Sequence and Features
- 10COMPATIBLE WITH RFC[10]
- 12COMPATIBLE WITH RFC[12]
- 21COMPATIBLE WITH RFC[21]
- 23COMPATIBLE WITH RFC[23]
- 25COMPATIBLE WITH RFC[25]
- 1000COMPATIBLE WITH RFC[1000]
Dry-Lab Characterization
Modelling
This inhibitor was modeled by several software and the top model was acquired by Alphafold
Quality Assessment
cbeta_deviations | clashscore | molprobity | ramachandran_favored | ramachandran_outliers | Qmean_4 | Qmean_6 |
---|---|---|---|---|---|---|
0 | 50.77 | 3.2 | 78.95 | 8.42 | -3.71517 | -3.3123 |
Figure 1.: A graphical illustration showing the structure of the inhibitor (Model 4-AlphaFold).
Docking
ΔG = -37.794
Figure 2.: A graphical illustration showing the binding of the inhibitor with HtrA1 (Galaxy).
Reference:
1 - Frochaux, V., Hildebrand, D., Talke, A., Linscheid, M. W., & Schlüter, H. (2014). Alpha-1-antitrypsin: a novel human high temperature requirement protease A1 (HTRA1) substrate in human placental tissue. PloS one, 9(10), e109483.

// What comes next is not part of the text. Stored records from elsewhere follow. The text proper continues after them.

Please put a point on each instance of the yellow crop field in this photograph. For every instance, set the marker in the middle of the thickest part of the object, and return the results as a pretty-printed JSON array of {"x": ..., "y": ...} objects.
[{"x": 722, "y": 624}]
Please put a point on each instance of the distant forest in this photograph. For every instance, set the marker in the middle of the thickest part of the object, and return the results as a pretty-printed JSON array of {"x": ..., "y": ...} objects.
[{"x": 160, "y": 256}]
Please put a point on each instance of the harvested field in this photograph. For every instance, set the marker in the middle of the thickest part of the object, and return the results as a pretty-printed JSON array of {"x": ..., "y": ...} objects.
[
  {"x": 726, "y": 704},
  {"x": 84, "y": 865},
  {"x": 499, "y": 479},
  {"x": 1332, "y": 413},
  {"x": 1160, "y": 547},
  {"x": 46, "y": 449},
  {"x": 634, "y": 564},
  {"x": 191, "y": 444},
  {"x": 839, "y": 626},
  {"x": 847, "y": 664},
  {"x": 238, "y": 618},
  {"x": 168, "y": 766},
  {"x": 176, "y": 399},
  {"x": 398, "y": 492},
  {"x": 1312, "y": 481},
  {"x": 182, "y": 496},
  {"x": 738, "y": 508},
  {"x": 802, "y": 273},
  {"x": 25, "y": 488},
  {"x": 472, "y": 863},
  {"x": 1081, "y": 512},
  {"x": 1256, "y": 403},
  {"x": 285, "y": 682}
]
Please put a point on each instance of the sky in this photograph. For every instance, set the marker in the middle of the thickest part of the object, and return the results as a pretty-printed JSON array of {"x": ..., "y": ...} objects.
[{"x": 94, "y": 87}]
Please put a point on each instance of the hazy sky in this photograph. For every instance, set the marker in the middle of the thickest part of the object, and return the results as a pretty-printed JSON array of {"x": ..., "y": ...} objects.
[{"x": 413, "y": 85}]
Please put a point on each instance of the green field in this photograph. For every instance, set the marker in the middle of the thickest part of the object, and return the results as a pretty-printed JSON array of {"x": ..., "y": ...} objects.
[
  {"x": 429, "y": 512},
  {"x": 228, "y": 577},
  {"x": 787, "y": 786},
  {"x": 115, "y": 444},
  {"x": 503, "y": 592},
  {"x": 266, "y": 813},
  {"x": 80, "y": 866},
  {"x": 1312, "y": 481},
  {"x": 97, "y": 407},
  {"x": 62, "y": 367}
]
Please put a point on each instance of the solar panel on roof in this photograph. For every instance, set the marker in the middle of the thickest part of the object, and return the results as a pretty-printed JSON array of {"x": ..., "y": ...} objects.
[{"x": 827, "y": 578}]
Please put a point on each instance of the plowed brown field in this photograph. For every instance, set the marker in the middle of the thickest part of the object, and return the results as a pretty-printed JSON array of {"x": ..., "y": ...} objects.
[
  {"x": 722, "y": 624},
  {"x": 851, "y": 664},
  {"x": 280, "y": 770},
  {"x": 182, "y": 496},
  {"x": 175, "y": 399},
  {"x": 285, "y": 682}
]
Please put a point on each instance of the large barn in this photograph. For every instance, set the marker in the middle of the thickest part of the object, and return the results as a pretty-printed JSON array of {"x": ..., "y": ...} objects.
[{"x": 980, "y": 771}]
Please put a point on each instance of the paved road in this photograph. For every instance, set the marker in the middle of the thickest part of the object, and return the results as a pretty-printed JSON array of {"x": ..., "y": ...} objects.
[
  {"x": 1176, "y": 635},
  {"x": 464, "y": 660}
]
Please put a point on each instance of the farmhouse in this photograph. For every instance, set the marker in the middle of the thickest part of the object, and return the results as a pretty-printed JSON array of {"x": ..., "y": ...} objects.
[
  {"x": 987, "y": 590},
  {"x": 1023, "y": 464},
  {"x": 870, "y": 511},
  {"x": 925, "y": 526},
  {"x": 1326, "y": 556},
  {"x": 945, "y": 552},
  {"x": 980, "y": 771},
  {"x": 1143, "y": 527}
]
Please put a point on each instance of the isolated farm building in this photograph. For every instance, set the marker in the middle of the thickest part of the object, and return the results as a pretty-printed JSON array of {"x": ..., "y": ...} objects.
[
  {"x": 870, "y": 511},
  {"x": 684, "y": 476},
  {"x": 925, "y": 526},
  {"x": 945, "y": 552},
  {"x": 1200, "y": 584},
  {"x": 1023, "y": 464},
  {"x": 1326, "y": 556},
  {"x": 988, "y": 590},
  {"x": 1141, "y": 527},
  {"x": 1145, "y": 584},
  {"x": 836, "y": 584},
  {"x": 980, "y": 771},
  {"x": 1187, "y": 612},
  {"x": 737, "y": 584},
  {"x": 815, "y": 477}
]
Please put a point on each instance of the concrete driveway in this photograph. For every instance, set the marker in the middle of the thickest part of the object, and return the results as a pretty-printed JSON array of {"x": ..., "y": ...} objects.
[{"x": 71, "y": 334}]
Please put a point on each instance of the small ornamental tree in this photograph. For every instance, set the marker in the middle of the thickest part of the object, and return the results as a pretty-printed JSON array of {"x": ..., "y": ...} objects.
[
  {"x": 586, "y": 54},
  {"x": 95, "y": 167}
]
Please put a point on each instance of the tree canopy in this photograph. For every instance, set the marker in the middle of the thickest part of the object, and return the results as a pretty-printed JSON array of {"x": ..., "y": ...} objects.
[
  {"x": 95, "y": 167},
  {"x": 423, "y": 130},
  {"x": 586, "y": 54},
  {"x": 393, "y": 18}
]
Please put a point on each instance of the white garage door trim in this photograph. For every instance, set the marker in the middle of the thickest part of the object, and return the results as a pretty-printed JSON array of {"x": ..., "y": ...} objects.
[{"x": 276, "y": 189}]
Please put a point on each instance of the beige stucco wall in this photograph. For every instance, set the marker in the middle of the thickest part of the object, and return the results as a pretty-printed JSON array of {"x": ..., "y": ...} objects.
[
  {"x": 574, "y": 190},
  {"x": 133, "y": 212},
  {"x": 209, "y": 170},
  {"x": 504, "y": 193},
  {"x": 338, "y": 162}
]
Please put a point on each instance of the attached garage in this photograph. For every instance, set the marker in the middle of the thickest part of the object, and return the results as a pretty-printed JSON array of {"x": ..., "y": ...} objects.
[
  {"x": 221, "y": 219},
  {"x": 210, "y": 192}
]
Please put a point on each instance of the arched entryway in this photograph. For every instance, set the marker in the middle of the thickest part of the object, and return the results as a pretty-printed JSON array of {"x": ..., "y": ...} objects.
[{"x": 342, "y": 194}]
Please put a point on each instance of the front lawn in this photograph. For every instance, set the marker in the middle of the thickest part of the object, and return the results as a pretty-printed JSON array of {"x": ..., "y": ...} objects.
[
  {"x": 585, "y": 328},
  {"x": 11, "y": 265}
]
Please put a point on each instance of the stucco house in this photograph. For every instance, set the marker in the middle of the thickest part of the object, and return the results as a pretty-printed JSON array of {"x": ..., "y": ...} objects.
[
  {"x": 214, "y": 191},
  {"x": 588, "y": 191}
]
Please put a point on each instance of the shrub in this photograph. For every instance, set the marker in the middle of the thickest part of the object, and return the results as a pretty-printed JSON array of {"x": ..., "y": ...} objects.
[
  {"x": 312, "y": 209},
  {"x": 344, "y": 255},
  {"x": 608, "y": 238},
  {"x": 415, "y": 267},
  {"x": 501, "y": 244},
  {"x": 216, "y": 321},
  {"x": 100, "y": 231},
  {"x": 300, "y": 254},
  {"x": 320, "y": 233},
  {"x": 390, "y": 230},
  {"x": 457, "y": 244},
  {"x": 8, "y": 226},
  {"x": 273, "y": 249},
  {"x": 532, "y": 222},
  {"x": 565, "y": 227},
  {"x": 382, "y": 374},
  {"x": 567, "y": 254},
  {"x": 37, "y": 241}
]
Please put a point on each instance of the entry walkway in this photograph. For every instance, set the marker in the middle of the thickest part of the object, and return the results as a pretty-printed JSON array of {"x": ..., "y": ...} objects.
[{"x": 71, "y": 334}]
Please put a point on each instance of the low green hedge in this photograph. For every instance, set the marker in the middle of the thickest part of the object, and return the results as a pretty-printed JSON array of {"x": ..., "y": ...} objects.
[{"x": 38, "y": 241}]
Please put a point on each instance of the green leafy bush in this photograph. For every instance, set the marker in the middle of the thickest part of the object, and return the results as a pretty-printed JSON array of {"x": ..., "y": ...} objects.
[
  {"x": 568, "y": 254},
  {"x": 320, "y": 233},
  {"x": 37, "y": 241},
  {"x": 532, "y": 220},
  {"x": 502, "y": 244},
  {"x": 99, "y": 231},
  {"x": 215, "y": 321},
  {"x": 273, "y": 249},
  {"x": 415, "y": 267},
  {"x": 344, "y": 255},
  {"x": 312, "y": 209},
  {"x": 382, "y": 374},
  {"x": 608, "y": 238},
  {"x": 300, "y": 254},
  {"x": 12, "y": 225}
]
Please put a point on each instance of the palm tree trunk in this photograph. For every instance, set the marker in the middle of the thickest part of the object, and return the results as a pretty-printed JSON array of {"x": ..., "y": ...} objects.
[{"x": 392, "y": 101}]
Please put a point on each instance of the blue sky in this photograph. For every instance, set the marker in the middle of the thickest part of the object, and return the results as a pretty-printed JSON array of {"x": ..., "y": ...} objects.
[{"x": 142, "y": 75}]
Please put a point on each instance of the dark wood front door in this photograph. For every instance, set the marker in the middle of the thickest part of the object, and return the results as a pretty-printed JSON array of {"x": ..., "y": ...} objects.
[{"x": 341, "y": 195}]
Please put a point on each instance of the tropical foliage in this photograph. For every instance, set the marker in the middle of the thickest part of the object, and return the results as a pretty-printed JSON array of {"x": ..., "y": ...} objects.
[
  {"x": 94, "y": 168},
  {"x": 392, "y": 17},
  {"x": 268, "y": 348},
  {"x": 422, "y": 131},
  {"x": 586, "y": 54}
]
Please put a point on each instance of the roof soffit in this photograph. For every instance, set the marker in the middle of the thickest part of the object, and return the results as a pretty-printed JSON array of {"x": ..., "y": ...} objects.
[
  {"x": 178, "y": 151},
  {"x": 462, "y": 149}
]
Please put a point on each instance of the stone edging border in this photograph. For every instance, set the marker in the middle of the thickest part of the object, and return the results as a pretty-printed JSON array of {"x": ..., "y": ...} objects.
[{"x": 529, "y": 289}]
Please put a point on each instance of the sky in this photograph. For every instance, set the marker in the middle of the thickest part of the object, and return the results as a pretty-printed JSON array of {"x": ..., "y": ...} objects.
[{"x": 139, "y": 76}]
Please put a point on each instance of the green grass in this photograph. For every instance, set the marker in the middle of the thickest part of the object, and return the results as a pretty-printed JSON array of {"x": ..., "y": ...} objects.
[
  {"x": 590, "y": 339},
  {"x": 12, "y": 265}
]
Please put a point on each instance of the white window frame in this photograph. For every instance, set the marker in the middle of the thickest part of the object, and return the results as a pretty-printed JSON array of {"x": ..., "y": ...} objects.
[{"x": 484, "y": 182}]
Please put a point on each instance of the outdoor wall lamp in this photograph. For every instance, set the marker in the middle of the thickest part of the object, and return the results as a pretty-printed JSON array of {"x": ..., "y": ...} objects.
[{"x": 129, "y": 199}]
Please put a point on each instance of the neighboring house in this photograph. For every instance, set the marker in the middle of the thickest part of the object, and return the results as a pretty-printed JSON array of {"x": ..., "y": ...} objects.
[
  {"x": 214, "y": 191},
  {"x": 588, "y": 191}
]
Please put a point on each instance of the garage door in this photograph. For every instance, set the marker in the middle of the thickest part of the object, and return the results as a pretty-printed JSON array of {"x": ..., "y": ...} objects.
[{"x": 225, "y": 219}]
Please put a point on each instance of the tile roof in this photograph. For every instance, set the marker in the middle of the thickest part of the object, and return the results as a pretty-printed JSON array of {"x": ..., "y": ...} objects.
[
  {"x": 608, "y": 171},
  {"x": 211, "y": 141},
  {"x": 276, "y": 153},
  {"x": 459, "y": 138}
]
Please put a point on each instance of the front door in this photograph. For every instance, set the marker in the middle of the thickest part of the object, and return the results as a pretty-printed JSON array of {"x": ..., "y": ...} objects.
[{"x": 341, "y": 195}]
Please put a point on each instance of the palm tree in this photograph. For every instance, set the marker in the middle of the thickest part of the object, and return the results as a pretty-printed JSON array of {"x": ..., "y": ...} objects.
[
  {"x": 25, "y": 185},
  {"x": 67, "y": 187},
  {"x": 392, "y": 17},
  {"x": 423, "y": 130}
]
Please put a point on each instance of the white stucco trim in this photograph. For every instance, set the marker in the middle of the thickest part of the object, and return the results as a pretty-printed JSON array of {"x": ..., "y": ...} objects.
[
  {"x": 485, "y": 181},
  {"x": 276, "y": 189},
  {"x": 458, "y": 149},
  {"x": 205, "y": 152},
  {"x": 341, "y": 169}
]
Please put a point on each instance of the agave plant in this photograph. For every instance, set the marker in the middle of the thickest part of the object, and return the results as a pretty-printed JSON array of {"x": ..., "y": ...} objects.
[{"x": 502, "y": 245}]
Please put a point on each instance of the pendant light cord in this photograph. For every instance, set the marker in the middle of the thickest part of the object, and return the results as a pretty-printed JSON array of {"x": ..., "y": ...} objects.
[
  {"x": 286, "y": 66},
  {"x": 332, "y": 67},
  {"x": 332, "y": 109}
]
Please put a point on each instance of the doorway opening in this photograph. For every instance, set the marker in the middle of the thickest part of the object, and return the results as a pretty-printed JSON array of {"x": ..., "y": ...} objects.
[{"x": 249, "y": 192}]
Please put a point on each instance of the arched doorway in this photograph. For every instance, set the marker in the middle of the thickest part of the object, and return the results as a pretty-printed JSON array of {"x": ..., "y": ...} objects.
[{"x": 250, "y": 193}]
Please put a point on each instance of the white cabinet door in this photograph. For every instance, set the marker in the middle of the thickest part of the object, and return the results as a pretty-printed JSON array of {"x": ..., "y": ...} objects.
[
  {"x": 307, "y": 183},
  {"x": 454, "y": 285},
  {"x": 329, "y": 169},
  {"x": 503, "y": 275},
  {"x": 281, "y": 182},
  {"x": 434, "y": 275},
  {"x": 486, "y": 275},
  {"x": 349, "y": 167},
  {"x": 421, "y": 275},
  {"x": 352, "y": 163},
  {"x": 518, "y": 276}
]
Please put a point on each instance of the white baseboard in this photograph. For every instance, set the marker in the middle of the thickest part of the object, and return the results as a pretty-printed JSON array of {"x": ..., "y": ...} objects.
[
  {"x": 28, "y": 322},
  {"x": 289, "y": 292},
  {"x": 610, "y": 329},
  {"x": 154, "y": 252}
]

2 - Grau, S., Baldi, A., Bussani, R., Tian, X., Stefanescu, R., Przybylski, M., ... & Ehrmann, M. (2005). Implications of the serine protease HtrA1 in amyloid precursor protein processing. Proceedings of the National Academy of Sciences, 102(17), 6021-6026.
3 - Eigenbrot, C., Ultsch, M., Lipari, M. T., Moran, P., Lin, S. J., Ganesan, R., ... & Kirchhofer, D. (2012). Structural and functional analysis of HtrA1 and its subdomains. Structure, 20(6), 1040-1050.